Attacca il consigliere di Fratelli d'Italia Barcaiuolo: "Devastante impatto paesaggistico"

Attualità Rimini | 12:36 - 23 Giugno 2020 Michele Barcaiuolo Michele Barcaiuolo.

Qual è la posizione della Regione riguardo alla costruzione di un impianto eolico davanti alla costa della provincia di Rimini? Lo chiede in Aula con question time Michele Barcaiuolo (Fratelli d'Italia) riferendosi a una "delibera regionale di 15 anni fa che autorizzerebbe la realizzazione di un progetto con un devastante impatto paesaggistico" avanzato da Energia Wind 2020.

"Cinquantanove pale eoliche alte ben oltre i 125 metri a poche miglia dalla costa perfettamente visibili all'orizzonte, su due piattaforme marine in acciaio di 40 metri di diametro", commenta il consigliere descrivendo il progetto, "tutto questo per risultati energetici al di sotto delle aspettative visto che solo la costruzione delle pale eoliche richiede una quantità di energia che è circa il 10 per cento di quella prodotta nell’intero loro ciclo di vita".

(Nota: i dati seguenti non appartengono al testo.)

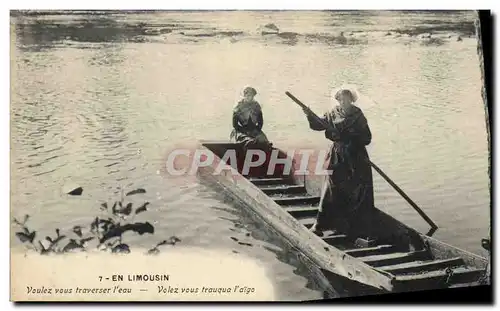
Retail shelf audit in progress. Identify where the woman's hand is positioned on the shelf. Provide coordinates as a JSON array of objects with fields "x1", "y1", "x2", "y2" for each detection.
[{"x1": 325, "y1": 128, "x2": 340, "y2": 141}]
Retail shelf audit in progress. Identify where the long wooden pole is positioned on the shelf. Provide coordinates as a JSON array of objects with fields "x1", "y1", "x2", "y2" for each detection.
[
  {"x1": 285, "y1": 92, "x2": 438, "y2": 229},
  {"x1": 370, "y1": 161, "x2": 438, "y2": 229}
]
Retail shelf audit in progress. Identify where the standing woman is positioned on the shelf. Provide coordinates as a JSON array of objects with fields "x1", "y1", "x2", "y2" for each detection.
[{"x1": 304, "y1": 89, "x2": 374, "y2": 236}]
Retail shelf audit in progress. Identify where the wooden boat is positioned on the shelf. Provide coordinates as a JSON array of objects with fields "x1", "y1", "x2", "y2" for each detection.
[{"x1": 198, "y1": 141, "x2": 488, "y2": 293}]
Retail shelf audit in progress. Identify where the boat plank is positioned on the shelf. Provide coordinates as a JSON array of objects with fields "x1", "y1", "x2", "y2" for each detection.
[
  {"x1": 378, "y1": 257, "x2": 465, "y2": 275},
  {"x1": 284, "y1": 205, "x2": 319, "y2": 218},
  {"x1": 357, "y1": 251, "x2": 430, "y2": 267},
  {"x1": 344, "y1": 245, "x2": 395, "y2": 257},
  {"x1": 396, "y1": 268, "x2": 484, "y2": 286}
]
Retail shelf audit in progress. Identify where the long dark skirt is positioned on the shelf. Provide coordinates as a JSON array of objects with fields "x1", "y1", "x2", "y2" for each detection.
[{"x1": 316, "y1": 159, "x2": 374, "y2": 234}]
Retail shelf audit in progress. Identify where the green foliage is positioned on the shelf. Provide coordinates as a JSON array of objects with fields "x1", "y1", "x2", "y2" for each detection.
[{"x1": 14, "y1": 189, "x2": 181, "y2": 255}]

Inoltre, continua il consigliere, i comuni sui quali questo tipo di opera insisterà "sia visivamente che acusticamente non sono mai stati coinvolti": da qui la richiesta di bloccare il progetto. "La domanda di concessione avanzata da Energia Wind 2020 rimarrà depositata nella Capitaneria di Porto di Rimini fino al 4 luglio del 2020, termine perentorio per presentare eventuali osservazioni", aggiunge Barcaiuolo.

"Niente è stato deciso, abbiamo tutto il tempo di formulare le nostre valutazioni," chiarisce l'assessore allo sviluppo economico e green economy, Vincenzo Colla, "la competenza non è della Regione ma del ministero dei trasporti, del ministero per lo Sviluppo economico e del ministero dell'Ambiente. Dopo l'autorizzazione della Capitaneria di Porto, alla Regione spetterà la valutazione di impatto ambientale, ma verranno coinvolti sia i Comuni che le forze economiche e sociali" assicura l'esponente della Giunta. "La salvaguardia del turismo è oggi la nostra priorità," conclude.

Barcaiuolo, però, si dichiara "non soddisfatto" dalla risposta. "Questo scarico di competenze mi lascia perplesso. Sono passati ormai 15 anni dalla prima delibera e ancora non c'è stato alcun coinvolgimento dei Comuni. Credo che la Regione debba prendere posizione invece che lavarsene la mani".